What Problem Does envd Solve?

Managing AI agents across multiple machines today requires centralized tools (TeamViewer, Tailscale, SSH jump hosts) that create single points of failure and trust. If the central server goes down or revokes access, you lose control of your agents.

envd replaces the central server with SUI blockchain:

  • Identity and authorization live on-chain — no vendor can revoke your access
  • Peer discovery happens through SUI Events — no coordination server needed
  • Data flows peer-to-peer through WireGuard tunnels — no relay by default
  • Every registration and status change is auditable on-chain

Architecture (v3)

envd uses a dual-plane architecture inspired by Tailscale, but with SUI replacing the centralized coordination server. A single Go binary handles all roles — no separate components needed.

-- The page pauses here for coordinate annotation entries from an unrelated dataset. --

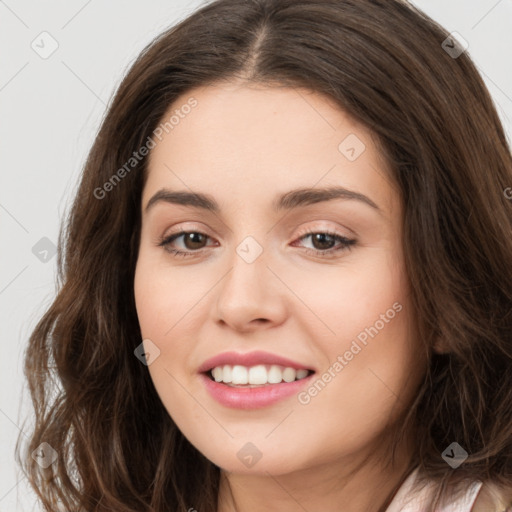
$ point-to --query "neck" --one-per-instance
(358, 483)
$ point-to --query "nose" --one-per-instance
(250, 296)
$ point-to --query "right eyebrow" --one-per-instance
(287, 201)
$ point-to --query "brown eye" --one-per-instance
(194, 240)
(323, 241)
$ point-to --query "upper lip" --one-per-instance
(250, 359)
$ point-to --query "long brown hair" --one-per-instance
(384, 62)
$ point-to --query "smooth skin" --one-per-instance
(245, 145)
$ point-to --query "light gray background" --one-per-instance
(50, 111)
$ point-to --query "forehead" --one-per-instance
(239, 142)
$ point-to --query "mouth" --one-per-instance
(239, 376)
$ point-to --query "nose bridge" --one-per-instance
(248, 291)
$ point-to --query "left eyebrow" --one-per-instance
(288, 201)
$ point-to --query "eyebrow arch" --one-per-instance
(288, 201)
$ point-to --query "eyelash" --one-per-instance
(346, 243)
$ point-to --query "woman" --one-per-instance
(340, 337)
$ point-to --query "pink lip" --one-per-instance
(252, 398)
(249, 359)
(246, 397)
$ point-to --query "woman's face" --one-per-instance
(275, 279)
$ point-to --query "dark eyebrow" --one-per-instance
(288, 201)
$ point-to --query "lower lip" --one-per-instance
(252, 398)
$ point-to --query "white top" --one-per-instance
(407, 501)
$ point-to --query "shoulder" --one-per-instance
(414, 498)
(490, 498)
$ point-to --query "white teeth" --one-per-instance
(256, 375)
(301, 374)
(227, 373)
(239, 375)
(275, 375)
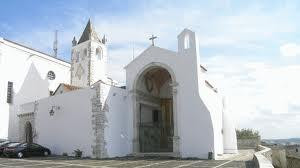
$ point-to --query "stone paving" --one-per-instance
(59, 162)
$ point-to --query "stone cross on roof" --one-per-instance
(152, 38)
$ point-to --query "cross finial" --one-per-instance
(152, 38)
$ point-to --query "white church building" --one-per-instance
(166, 108)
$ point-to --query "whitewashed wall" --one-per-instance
(70, 127)
(15, 63)
(116, 132)
(199, 123)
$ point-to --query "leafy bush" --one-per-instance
(78, 153)
(247, 133)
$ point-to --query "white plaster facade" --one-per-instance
(22, 66)
(104, 120)
(197, 107)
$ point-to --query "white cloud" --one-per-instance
(290, 50)
(260, 95)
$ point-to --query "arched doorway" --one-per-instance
(28, 132)
(154, 110)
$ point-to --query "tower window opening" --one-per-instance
(186, 41)
(99, 53)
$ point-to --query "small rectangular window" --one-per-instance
(9, 92)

SUI Blockchain (Control Plane — replaces Tailscale Coordination Server)
├── PeerRegistry: WireGuard public key + endpoint + relay registration
├── AgentCertificate: Identity + permissions + reputation
├── Organization: Membership (determines who can discover whom)
├── Events: PeerRegistered / PeerUpdated / PeerOffline / RelayRegistered
└── Governance: DAO on-chain voting

envd (Single Go binary, runs on each machine)
├── Agent Manager:   tmux session discovery + crash detection + auto-restart
├── WireGuard:       P2P mesh tunnels (data plane)
├── SUI Client:      On-chain registration / peer discovery / event subscription
├── STUN Client:     NAT type detection (org STUN → shared STUN → public STUN)
├── STUN Server:     NAT discovery service (auto-enabled on public IP nodes)
├── Relay Server:    WireGuard packet forwarding (auto-enabled on public IP nodes)
├── Sponsor:         Org-level gas sponsorship (requires org wallet, manual enable)
├── REST API:        Management interface (coordinator role, manual enable)
└── P2P Heartbeat:   Node-to-node heartbeat + relay load broadcast

Role auto-detection:
  Public IP    → auto-enable STUN Server + Relay Server
  Org wallet   → enable Sponsor
  coordinator  → enable REST API

External dependency: SUI RPC only (e.g. fullnode.mainnet.sui.io)
Separate components: 0

Connection Flow

1. envd starts
   → Reads sentinel.yaml for SUI RPC, org_id, local keypair
   → Generates WireGuard keypair (or loads existing)
   → STUN probe → detects NAT type
   → If public IP: auto-enable STUN Server + Relay on :3478

2. Registers on-chain
   → Calls PeerRegistry::register_peer(cert, wg_pubkey, endpoints)
   → If public IP: registers as relay (is_relay=true, relay_addr, region, isp)
   → SUI emits PeerRegistered event

3. Discovers peers
   → Queries historical PeerRegistered events (filtered by org_id)
   → Subscribes to new events (real-time discovery)
   → Establishes WireGuard tunnel to each peer

4. P2P communication
   → Heartbeat: envd ←WireGuard→ envd (direct, includes relay_load)
   → Commands: coordinator envd →WireGuard→ target envd
   → Logs: target envd →WireGuard→ coordinator envd

5. NAT traversal fallback
   → STUN: org STUN → shared STUN → public STUN (Google/Cloudflare)
   → Updates endpoint on-chain (PeerRegistry::update_endpoints)
   → Still fails → Relay fallback:
     → Query on-chain relay list → org Relay first → shared Relay
     → Relay forwards encrypted WireGuard packets (cannot see plaintext)

Relay Layered Model

envd uses a layered relay architecture where connections are routed through the closest available relay:

Connection priority (fastest to slowest):
  1. WireGuard P2P direct (STUN hole punching)
  2. Organization Relay (public IP nodes within the same org)
  3. Shared Relay (public relay nodes serving all orgs)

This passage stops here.